We’re less than a month away from the Second International Space Apps Challenge! To get you in the mood we’re going to be posting information about the challenges that we are planning to work on here in Glasgow. If there is no local lead mentioned on the challenge, that means we’re looking for someone to spearhead the project locally and coordinate efforts with the international teams. Want to be that person? Email us!
We are surrounded by a cloud of microbes - organisms too small to be seen by our naked eyes. They are on our skin. In our guts. And in the buildings in which we spend most of our time. We know a good deal about those few kinds of microbes that make us or our friends (e.g., pets, crops, etc) visibly sick. But we know surprisingly little about the rest of the cloud of tiny beings that surround us. Yet what we do know suggests these other microbes play profound roles in our health and well being.

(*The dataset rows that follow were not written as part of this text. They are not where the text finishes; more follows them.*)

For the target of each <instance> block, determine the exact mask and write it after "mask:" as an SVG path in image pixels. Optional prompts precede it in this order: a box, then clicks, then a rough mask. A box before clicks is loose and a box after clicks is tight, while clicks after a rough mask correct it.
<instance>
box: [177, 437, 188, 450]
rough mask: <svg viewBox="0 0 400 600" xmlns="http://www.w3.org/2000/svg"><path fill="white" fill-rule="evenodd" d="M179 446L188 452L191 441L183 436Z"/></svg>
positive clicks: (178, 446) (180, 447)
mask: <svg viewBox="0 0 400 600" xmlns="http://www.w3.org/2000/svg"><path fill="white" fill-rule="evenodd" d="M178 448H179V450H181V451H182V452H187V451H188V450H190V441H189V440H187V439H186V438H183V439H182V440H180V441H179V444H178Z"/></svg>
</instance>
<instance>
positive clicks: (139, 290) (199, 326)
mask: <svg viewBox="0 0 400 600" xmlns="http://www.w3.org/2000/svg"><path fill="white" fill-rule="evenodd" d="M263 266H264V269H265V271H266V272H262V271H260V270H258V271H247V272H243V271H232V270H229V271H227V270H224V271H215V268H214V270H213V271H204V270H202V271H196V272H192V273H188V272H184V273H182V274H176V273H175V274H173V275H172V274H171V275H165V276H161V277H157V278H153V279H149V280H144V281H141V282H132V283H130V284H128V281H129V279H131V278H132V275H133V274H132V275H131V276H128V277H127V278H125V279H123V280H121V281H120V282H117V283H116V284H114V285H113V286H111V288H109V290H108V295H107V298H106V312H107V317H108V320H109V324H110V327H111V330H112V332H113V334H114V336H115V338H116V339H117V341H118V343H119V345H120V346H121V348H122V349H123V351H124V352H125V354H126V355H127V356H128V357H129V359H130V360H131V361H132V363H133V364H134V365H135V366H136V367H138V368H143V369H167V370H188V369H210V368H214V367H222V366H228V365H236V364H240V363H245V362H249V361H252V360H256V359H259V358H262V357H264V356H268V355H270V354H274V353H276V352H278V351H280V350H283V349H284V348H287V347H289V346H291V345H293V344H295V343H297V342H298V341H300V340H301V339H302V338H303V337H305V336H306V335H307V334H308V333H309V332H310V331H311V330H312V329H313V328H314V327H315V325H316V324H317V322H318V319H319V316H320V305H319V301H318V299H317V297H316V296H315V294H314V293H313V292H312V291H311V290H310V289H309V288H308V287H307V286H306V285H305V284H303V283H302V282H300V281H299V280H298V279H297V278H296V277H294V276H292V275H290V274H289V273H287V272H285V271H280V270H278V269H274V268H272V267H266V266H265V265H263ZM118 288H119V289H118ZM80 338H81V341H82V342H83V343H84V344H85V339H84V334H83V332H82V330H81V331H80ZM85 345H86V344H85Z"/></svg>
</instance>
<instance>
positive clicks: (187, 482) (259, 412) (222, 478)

The microbes in and on our bodies shape our immune system, protect us from pathogens, help us digest our food, influence our metabolism, and may even shape our behavior. And the microbes in our buildings are also believed to shape our lives - they are a source to colonize us, they may determine whether good or bad microbes lurk in our walls and in our water, and they may be a key signature to the “health” of our personal ecosystems.

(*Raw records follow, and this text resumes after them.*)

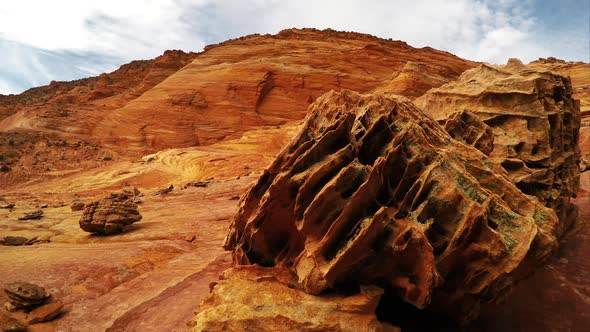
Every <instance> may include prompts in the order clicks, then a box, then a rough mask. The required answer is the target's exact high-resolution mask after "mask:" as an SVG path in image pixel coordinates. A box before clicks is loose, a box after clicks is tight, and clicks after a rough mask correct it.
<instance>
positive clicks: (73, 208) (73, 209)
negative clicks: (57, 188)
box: [70, 199, 86, 211]
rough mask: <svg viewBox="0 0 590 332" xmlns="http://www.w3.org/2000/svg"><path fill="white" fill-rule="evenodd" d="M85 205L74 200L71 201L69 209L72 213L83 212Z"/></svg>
mask: <svg viewBox="0 0 590 332" xmlns="http://www.w3.org/2000/svg"><path fill="white" fill-rule="evenodd" d="M85 205H86V204H84V202H82V201H81V200H79V199H75V200H73V201H72V204H70V209H72V211H82V210H84V206H85Z"/></svg>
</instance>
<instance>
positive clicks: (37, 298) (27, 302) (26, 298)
mask: <svg viewBox="0 0 590 332" xmlns="http://www.w3.org/2000/svg"><path fill="white" fill-rule="evenodd" d="M4 293H6V296H7V298H8V302H10V303H11V304H12V305H13V306H14V307H15V308H17V309H27V308H31V307H34V306H38V305H40V304H41V303H43V302H44V301H45V299H47V297H48V294H47V292H45V288H43V287H41V286H37V285H34V284H30V283H27V282H11V283H9V284H7V285H6V287H5V288H4Z"/></svg>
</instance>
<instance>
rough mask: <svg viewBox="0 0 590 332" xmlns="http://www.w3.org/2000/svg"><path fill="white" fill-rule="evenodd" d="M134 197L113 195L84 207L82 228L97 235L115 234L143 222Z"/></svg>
mask: <svg viewBox="0 0 590 332" xmlns="http://www.w3.org/2000/svg"><path fill="white" fill-rule="evenodd" d="M133 198H134V196H128V195H127V194H125V193H112V194H110V195H109V196H108V197H105V198H103V199H101V200H100V201H97V202H92V203H90V204H88V205H86V207H84V212H83V214H82V217H81V218H80V228H82V229H83V230H84V231H86V232H90V233H97V234H115V233H120V232H122V231H123V229H124V228H125V227H127V226H129V225H131V224H133V223H136V222H138V221H140V220H141V218H142V217H141V214H140V213H139V211H138V210H137V204H135V202H134V201H133Z"/></svg>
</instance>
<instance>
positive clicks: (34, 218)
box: [18, 210, 43, 220]
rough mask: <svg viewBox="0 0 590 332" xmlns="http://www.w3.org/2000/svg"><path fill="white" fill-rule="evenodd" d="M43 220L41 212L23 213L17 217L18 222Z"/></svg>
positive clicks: (38, 211)
mask: <svg viewBox="0 0 590 332" xmlns="http://www.w3.org/2000/svg"><path fill="white" fill-rule="evenodd" d="M41 218H43V210H35V211H30V212H25V213H24V214H23V215H22V216H20V217H18V220H36V219H41Z"/></svg>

In this project we seek to characterize two key environments critical to understanding the interaction of humans and the microbial world. First, we will be collecting large numbers of microbial samples from sporting events. This will both help educate the public about microbes but also provide samples from locations where large numbers of people mix in a controlled setting. Second, we will be sampling the International Space Station. The ISS samples will be critical for two reasons. First, it has a very constrained “source” population with new microbes only coming in via the few people / pieces of equipment that are occasionally added to the system. Second, it is a model for understanding how microbial communities are affected by long term isolation in space - which is critical for planning future space missions such as human travel to other planets.
The SciStarter Citizen Science App is focused on creating an interactive hardware-software platform that enables citizens to sample microbial levels in their local environment and compare with the International Space Station. This app will be used at major league sports events as well as aboard ISS, offering citizens opportunities to understand and analyze microbial communities and the way they affect human life.
This app will register users and samples, communicate project status and data, and help coordinate the event through alerts and social media integration.